Tuesday, February 23, 2016

How One Simple Gesture Can Combat Fear

So do not fear, for I am with you; 
Do not be dismayed, for I am your God. 
I will strengthen you and help you; 
I will uphold you with my righteous right hand.  
Isaiah 41:10

It’s the kind of sunny, crisp day that lures the entire family out to play before dinner.  My long-legged girl swings back and forth, pumping to make the swing go higher and higher.

“I’m swinging so high I can see heaven,” she yells.

Her brother, on the swing beside her, laughs and says, “Yeah! Me too!”

“No, really! I can see Jesus,” she insists, recognizing the faint shred of disbelief in his voice. “And He’s holding my hand!” she adds, raising her hand toward the sky.

“He’s holding your hand?” he asks. I’m thinking the exact same thing.

“Of course, silly,” she responds fearlessly. “Jesus is always holding my hand.”

My momma heart prays that she will remember this when life gets hard, troubling or unfair. I walk through most of my days forgetting that Jesus is holding my hand.  Sometimes, I completely ignore the fact that not only is He with me, but Jesus is for me.

Holding Jesus’ hand is the simplest way to combat fear.

When I was seven, I was caught in a terrifying thunderstorm in the middle of an amusement park.  I remember two things as vividly as if they happened yesterday:  first, the earsplitting sound of thunder and second, the sense of security I felt as I held my grandpa’s hand. All the way through the crowd of panicked people trying to make their way through the drenching rain, Pop squeezed my hand. Each time the black sky split open with lightning, his hand reminded me that he would keep me safe.

The power of this simple gesture isn’t reserved for childhood. I’ll never forget the day my friend held my hand and, through tears, begged God for a miracle. She knew I wanted a baby more than anything, and she also knew I was struggling to believe. Fear had invaded my heart and threatened to take over. Her touch told me that my burden had become hers. She was fighting in my corner, because fear had stolen my will to fight.

There’s security, affection, love and loyalty, but there’s also an intimacy that holding hands invokes. I love that my hand gets lost in my husband’s. After fourteen years of marriage, it communicates commitment. It reminds me that our relationship is based on a love that grows deeper with time. When all three of our babies were born, he was there beside me as I nearly crushed every bone in his hand with mine. Holding his hand made the pain bearable and the fear subside. It changed everything, holding his hand.

The beauty in this simple gesture is a joining together of weak with strong.

In relationship, strong and weak are often interchangeable. In each of these instances, I was weak –either emotionally, spiritually, or physically- but in time it was my turn to be strong for the very same people who had been strong for me.

In the last months of his life, I held Pop’s hand when his mind convinced him we were strangers. Years after my friend stood in the gap for me, I held her hand and begged God to move in her marriage. I held my husband’s hand when he lost someone he loved. 

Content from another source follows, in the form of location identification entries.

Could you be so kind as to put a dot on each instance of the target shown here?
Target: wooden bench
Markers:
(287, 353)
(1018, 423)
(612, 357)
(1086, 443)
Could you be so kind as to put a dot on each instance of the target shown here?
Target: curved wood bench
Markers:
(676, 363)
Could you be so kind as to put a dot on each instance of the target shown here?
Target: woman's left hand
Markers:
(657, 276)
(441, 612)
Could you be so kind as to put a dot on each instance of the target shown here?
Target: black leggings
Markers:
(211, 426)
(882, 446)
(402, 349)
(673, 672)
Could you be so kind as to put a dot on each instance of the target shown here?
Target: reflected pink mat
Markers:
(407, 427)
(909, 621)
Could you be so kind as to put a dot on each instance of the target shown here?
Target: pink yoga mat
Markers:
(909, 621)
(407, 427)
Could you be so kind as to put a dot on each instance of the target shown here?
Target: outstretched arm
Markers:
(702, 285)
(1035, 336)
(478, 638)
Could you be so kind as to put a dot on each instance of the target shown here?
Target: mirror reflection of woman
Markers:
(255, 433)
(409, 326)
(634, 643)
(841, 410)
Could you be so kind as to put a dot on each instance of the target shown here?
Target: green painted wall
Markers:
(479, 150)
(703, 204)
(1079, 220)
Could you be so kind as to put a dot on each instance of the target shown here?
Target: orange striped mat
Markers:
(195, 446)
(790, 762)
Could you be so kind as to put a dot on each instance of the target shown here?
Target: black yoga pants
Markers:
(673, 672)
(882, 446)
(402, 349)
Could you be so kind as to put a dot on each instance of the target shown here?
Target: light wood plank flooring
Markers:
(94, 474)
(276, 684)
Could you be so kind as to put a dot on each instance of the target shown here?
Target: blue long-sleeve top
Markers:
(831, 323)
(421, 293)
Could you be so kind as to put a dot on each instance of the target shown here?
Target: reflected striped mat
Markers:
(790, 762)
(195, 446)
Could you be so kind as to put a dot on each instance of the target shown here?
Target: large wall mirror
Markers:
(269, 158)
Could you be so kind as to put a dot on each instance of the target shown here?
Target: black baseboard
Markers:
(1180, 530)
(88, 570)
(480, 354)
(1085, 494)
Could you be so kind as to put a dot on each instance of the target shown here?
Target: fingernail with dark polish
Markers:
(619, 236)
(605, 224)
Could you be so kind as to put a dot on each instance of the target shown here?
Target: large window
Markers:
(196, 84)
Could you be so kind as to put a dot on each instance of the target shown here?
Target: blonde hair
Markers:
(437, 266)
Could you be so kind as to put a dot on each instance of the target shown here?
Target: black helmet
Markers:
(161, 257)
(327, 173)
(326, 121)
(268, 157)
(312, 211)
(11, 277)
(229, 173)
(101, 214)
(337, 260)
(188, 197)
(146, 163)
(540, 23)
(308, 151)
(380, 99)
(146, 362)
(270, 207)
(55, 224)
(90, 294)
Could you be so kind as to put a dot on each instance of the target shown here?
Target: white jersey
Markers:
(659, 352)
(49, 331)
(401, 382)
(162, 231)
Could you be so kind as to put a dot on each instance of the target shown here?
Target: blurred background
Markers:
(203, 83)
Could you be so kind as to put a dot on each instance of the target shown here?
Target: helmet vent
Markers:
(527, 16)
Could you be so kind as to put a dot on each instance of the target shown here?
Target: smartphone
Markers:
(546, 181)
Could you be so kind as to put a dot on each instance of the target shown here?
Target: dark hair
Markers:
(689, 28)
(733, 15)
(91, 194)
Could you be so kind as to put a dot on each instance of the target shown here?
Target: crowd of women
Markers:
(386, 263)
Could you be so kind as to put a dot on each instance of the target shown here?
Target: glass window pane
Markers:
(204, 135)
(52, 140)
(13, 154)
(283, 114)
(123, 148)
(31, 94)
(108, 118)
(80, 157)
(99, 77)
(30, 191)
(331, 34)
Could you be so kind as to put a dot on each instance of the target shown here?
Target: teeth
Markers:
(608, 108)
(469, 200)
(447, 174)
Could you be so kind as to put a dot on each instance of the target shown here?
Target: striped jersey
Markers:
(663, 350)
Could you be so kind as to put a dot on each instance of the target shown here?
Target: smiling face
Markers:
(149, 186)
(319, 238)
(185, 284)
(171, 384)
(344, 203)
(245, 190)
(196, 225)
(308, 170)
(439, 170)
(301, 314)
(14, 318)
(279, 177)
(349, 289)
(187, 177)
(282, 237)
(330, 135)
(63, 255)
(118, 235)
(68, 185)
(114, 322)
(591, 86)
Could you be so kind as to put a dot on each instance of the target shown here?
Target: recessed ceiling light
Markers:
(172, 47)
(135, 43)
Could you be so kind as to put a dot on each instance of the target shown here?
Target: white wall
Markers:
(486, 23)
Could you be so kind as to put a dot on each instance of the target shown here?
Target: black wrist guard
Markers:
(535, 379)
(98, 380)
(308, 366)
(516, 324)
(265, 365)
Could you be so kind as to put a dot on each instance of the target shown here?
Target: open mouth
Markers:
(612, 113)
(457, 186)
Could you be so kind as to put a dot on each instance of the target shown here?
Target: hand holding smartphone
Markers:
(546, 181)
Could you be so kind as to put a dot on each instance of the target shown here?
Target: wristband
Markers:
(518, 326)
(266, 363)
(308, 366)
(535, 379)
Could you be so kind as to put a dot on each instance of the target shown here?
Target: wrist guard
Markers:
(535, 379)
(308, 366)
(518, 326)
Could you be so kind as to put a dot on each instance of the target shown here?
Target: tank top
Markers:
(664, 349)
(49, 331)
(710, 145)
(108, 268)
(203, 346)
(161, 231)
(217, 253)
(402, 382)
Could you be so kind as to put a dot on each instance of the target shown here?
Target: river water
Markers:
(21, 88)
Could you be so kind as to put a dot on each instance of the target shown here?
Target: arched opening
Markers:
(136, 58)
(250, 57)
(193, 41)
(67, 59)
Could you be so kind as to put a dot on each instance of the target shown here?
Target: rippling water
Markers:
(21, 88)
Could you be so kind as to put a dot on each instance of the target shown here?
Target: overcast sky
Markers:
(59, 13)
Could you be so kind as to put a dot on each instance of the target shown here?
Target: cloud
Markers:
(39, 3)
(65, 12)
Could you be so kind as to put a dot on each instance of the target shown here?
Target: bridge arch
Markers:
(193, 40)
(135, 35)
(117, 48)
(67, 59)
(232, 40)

Holding hands is an extension of the relationship. The gesture itself remains constant, but the role of those joined together can fluctuate. We alternate holding each other up. We take turns being strong, and we take turns being weak.

It is an entirely different experience when we hold hands with the One who remains constant.

In Isaiah 41:10 God uses the name Elohiym, which means “strong God.” He remains strong and constant and always present. He won’t reject us or ever let go. God will never grow tired of being for us. It’s just who He is. He doesn’t expect us to be anything but held.

When I extend my hand, I extend trust. I choose to be vulnerable. Admitting I need Someone stronger means admitting I’m not strong. It means accepting that I am weak. I’m realizing that my issue is not just that I don’t remember Jesus is here. It’s much more than forgetfulness. There’s a rebelliousness in me that refuses to grab hold. 

I want to take His hand after my prayers sound pretty and my faith feels deep and my questions are answered.  I don’t want to come honestly, vulnerably, messy and confused, because that means I have nothing to offer. I don’t want to be weak.

Fear tricks me into believing that I can’t come to Jesus as I am: broken and in need. But it’s often in my weakest moments, when I have no other options, that I move towards Him and take His hand. There in His grip, I remember that He chose me. 

Love leaves no room for fear. We could never earn His love, so we can never lose His love. Jesus makes this amazing promise in John 10:28 that’s bold enough to eliminate any fear: “No one can snatch them out of my hand.”

Jesus’ hand is just an extension of God’s irrevocable gift.

May we be reminded that we are chosen and dearly loved by a God willing and able to handle our hearts. May we move toward Jesus with empty hands and a broken spirit rather than arms full of excuses and pride. May we recognize that our only option is to be held by Jesus’ strong, nail-scarred hand. And may fear melt away in His grip.